Reflections on a Revolution—Yes, a Revolution—in Ukraine

December 18, 2013 Topic: Politics Region: Ukraine

Reflections on a Revolution—Yes, a Revolution—in Ukraine

Yanukovych, not the EU, is the problem.

What is now occurring in Ukraine is, if not a revolution, a veritable revolutionary crisis, and it must be understood as such. The flood of articles in the Russian press by Putin’s media claque denouncing the EU and accusing it of being miserly, unconcerned with Ukraine, etc.—as well as similar Western accusations concerning the stinginess of the EU —is therefore largely misplaced. The EU failed to grasp that under no conditions can Russian President Vladimir Putin let Ukraine sign an association agreement with the Europeans. But Brussels’ refusal to bail out the Yanukovych regime and its insistence on the freeing of Yulia Tymoshenko are the right moves.
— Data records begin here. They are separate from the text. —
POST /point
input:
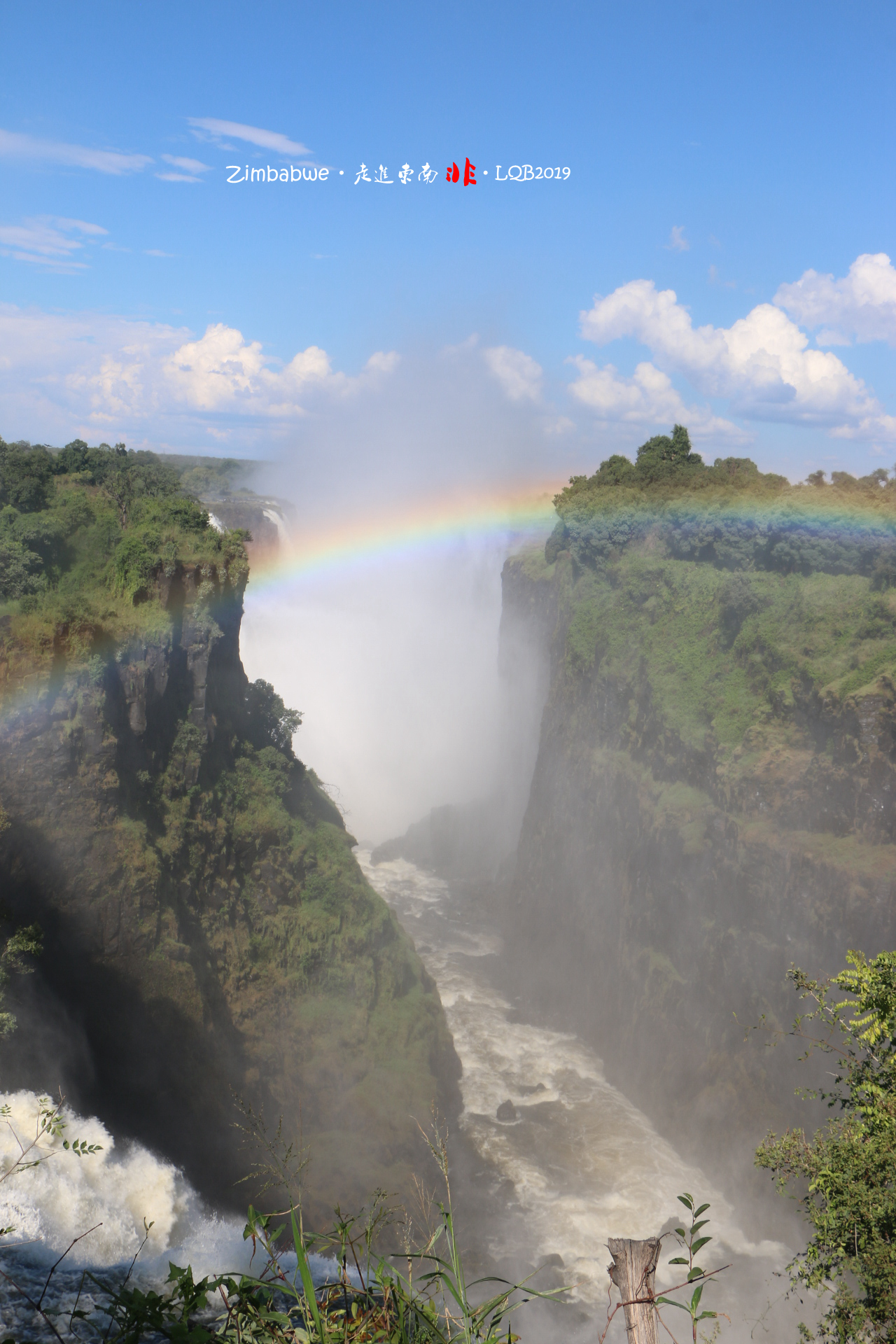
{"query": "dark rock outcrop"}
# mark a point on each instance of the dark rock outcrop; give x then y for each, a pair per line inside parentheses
(209, 933)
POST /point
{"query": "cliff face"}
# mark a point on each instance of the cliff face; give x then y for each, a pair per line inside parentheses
(207, 927)
(699, 820)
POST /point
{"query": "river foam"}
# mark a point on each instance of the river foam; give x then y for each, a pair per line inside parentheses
(583, 1161)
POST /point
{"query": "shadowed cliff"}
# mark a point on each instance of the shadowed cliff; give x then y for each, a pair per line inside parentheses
(207, 929)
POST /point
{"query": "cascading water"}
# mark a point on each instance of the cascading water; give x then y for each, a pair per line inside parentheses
(124, 1199)
(584, 1164)
(574, 1161)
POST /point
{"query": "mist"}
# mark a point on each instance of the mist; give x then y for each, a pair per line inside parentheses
(394, 660)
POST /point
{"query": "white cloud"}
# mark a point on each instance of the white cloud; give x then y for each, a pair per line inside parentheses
(862, 305)
(648, 398)
(761, 365)
(223, 372)
(112, 374)
(34, 151)
(49, 241)
(678, 241)
(187, 164)
(517, 372)
(210, 128)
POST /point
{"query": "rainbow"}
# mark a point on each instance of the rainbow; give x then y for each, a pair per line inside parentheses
(415, 528)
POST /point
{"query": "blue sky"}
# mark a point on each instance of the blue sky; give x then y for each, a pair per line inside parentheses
(719, 152)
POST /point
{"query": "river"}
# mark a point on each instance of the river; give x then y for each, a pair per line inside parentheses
(573, 1164)
(578, 1163)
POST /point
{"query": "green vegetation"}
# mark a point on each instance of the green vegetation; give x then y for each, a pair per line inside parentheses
(255, 955)
(731, 594)
(83, 536)
(19, 946)
(729, 515)
(846, 1171)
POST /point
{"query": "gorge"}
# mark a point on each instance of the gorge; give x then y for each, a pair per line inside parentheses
(700, 668)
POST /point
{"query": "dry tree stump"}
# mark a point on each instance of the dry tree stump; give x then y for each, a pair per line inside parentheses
(634, 1265)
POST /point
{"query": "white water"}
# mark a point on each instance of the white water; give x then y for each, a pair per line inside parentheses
(115, 1193)
(584, 1163)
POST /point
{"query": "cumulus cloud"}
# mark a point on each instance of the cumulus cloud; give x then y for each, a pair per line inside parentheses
(644, 400)
(211, 128)
(761, 365)
(31, 150)
(519, 374)
(49, 241)
(860, 307)
(223, 372)
(106, 372)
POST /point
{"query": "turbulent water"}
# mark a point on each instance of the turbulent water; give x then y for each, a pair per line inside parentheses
(575, 1163)
(122, 1199)
(580, 1163)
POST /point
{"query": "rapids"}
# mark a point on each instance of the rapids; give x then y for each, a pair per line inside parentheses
(575, 1164)
(580, 1163)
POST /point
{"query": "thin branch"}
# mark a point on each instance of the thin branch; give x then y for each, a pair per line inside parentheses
(64, 1256)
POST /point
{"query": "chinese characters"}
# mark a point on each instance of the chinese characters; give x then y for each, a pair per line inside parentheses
(406, 174)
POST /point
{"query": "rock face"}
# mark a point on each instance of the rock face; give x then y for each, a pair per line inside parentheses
(207, 929)
(666, 879)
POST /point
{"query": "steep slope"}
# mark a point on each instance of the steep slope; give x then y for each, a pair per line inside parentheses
(209, 930)
(715, 790)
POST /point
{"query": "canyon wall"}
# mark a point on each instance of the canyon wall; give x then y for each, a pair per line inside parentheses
(209, 933)
(713, 800)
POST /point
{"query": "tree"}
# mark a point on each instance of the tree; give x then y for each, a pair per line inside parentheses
(846, 1171)
(18, 948)
(270, 722)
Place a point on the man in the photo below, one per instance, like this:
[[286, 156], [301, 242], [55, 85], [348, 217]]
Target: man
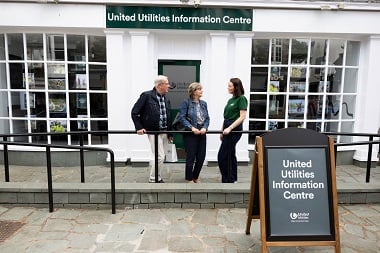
[[151, 112]]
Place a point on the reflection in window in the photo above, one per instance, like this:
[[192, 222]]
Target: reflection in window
[[19, 127], [4, 104], [350, 80], [334, 80], [296, 107], [36, 76], [38, 126], [318, 52], [97, 49], [34, 47], [260, 51], [277, 106], [99, 138], [299, 51], [38, 105], [57, 105], [2, 47], [52, 86], [258, 106], [56, 77], [17, 75], [19, 102], [76, 48], [3, 76], [98, 77], [332, 107], [77, 77], [78, 105], [348, 107], [55, 47], [336, 52], [352, 54], [278, 79], [280, 51], [15, 46], [259, 79], [98, 105]]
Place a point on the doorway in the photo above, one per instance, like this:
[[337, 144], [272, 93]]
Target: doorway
[[181, 73]]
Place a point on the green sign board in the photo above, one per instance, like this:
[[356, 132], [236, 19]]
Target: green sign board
[[179, 18]]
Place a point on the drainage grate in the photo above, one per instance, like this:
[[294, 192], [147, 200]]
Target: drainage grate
[[8, 228]]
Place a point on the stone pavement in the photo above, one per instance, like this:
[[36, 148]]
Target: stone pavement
[[168, 230], [31, 229]]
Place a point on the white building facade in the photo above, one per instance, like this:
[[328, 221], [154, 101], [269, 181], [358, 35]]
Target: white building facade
[[66, 66]]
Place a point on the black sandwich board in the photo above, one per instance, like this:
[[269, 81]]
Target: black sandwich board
[[294, 169]]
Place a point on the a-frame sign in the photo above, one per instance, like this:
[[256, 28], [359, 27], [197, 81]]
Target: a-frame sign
[[294, 174]]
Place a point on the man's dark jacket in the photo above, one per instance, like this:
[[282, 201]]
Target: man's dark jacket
[[146, 112]]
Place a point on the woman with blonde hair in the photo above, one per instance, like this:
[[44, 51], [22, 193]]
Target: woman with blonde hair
[[194, 116], [234, 114]]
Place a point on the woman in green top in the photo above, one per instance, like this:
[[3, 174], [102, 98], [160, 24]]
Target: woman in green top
[[234, 114]]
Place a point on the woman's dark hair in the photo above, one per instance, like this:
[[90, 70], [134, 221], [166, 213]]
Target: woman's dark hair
[[238, 87]]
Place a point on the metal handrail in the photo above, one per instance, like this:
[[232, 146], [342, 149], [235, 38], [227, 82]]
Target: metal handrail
[[81, 148], [49, 168]]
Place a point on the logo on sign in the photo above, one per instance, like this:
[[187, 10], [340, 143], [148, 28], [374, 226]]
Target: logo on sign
[[299, 217]]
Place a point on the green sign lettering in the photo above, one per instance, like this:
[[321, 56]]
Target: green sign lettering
[[179, 18]]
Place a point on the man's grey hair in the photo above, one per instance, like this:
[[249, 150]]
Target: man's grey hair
[[160, 79]]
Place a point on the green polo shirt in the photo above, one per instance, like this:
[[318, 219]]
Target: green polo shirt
[[234, 106]]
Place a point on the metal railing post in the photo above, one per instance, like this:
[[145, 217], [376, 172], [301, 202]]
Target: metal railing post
[[229, 158], [113, 190], [50, 180], [81, 152], [6, 160], [369, 160], [156, 157]]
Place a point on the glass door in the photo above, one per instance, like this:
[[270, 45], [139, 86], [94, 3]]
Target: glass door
[[181, 74]]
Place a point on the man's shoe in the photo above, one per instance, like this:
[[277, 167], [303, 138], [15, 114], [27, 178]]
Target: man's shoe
[[154, 180]]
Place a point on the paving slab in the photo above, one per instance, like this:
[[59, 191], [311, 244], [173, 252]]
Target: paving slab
[[169, 230]]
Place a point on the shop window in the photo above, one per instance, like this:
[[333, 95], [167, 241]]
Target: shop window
[[55, 47], [97, 49], [35, 47], [76, 48], [315, 88], [299, 51], [3, 76], [58, 90], [15, 46], [2, 47], [4, 110]]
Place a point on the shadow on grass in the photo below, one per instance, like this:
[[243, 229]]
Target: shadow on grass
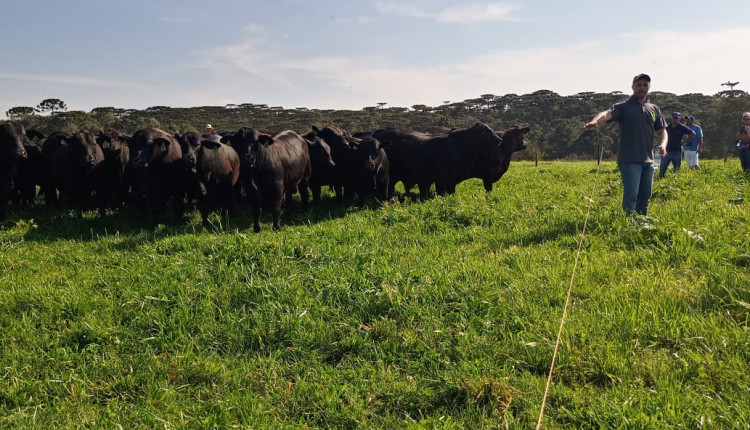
[[53, 224]]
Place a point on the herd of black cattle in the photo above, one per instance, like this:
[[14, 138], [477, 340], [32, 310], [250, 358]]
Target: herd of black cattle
[[153, 170]]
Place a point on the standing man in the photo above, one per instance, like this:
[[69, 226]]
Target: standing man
[[693, 147], [678, 134], [638, 120]]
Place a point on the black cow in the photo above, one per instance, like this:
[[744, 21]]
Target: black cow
[[341, 153], [213, 169], [112, 188], [493, 163], [272, 168], [29, 169], [156, 172], [70, 164], [420, 159], [11, 152], [370, 169], [323, 168]]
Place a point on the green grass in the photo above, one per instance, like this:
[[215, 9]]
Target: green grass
[[433, 314]]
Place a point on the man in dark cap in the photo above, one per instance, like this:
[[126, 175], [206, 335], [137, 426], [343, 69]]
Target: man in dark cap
[[693, 147], [639, 121], [678, 134]]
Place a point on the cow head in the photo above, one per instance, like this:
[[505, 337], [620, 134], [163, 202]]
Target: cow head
[[513, 139], [320, 152], [154, 146], [366, 153], [114, 145], [11, 142], [189, 145], [247, 142], [84, 149], [478, 137]]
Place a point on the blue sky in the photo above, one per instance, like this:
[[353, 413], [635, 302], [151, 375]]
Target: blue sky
[[350, 54]]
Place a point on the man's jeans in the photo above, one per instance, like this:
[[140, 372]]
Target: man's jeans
[[745, 159], [637, 180], [673, 157]]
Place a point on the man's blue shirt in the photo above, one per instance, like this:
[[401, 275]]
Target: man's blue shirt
[[693, 144], [638, 121], [674, 136]]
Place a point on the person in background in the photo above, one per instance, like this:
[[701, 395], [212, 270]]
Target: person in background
[[639, 120], [693, 147], [677, 135], [743, 140]]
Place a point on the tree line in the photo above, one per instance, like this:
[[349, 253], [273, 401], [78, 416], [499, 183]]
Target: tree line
[[556, 121]]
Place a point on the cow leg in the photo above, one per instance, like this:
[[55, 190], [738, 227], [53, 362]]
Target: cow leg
[[441, 186], [178, 204], [315, 189], [424, 190], [277, 207], [3, 207], [303, 193], [451, 188], [204, 208], [338, 189], [382, 189]]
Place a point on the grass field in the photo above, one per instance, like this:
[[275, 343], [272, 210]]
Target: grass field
[[433, 314]]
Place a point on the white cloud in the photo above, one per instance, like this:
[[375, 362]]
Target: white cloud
[[464, 14], [82, 81], [469, 14], [401, 8], [592, 66]]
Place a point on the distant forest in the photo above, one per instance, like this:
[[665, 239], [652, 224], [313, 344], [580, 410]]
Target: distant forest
[[556, 121]]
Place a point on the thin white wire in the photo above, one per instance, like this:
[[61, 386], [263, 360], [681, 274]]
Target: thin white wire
[[567, 303]]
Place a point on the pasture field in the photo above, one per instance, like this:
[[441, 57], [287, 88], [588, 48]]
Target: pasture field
[[417, 314]]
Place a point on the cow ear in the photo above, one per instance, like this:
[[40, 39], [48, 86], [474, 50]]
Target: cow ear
[[265, 140], [162, 143], [33, 134], [210, 144]]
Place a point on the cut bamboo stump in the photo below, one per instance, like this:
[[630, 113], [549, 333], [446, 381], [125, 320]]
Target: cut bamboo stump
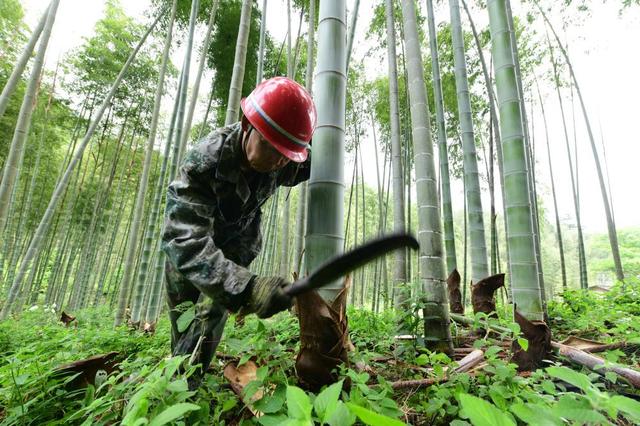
[[592, 362], [464, 365]]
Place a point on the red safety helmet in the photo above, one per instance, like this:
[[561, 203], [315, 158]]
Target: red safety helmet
[[284, 114]]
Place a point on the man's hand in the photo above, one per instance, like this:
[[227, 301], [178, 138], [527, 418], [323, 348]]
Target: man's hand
[[267, 296]]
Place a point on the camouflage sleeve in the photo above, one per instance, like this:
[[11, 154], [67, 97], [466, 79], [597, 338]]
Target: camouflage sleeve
[[188, 242], [294, 173]]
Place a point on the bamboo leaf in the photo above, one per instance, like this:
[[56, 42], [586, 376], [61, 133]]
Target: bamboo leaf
[[186, 318], [172, 413], [370, 418], [483, 413]]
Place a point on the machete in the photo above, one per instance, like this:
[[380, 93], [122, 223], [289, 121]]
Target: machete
[[347, 262]]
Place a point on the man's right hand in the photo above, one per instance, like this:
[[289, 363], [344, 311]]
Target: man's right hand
[[268, 296]]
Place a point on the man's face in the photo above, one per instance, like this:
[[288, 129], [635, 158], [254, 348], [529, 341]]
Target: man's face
[[262, 156]]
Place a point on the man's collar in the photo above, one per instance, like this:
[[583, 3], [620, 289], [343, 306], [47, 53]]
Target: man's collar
[[230, 162]]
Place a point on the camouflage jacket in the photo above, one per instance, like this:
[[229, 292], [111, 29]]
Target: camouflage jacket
[[212, 220]]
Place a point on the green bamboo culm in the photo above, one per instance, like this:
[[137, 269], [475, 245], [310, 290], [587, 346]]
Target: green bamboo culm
[[196, 83], [132, 244], [23, 124], [21, 63], [479, 265], [563, 268], [325, 223], [178, 124], [284, 260], [301, 214], [432, 275], [520, 239], [235, 89], [263, 25], [43, 227], [401, 291], [445, 185], [611, 227]]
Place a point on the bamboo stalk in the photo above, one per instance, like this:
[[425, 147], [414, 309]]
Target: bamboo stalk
[[18, 69], [237, 78], [436, 310], [23, 124], [35, 244]]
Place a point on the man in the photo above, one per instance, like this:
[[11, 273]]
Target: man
[[212, 223]]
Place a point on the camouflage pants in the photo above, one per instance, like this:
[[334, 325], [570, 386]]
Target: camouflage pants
[[208, 323]]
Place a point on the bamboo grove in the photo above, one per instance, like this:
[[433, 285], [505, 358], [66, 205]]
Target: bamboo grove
[[90, 144]]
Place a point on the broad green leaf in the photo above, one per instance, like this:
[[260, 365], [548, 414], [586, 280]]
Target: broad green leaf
[[297, 422], [272, 420], [172, 413], [423, 359], [178, 386], [482, 413], [535, 415], [270, 403], [138, 410], [370, 418], [341, 416], [298, 403], [627, 405], [326, 400], [185, 319], [577, 408], [578, 380], [244, 359]]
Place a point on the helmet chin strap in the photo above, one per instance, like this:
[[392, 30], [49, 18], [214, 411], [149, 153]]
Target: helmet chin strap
[[245, 141]]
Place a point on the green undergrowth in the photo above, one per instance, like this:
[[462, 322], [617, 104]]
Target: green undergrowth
[[149, 387]]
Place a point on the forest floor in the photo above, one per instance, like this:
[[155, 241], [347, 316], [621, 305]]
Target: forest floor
[[148, 387]]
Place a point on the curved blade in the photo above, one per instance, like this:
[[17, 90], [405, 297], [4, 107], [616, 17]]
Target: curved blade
[[347, 262]]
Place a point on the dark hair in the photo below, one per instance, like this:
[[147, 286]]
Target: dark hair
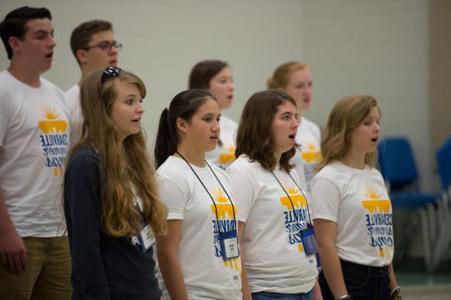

Grasping this fact is critical now that bargaining over the terms of a rescue of Ukraine has begun. Russia may not raise the issue of the Customs Union, but any offers it makes to Ukraine will substantially diminish both Ukraine’s sovereignty and its capacity for recovery over the long term. These are critical reasons why we must support the EU. They also suggest that, as a condition of any EU bailout, the Yanukovych regime, largely composed of the president’s family members and political cronies, must also go.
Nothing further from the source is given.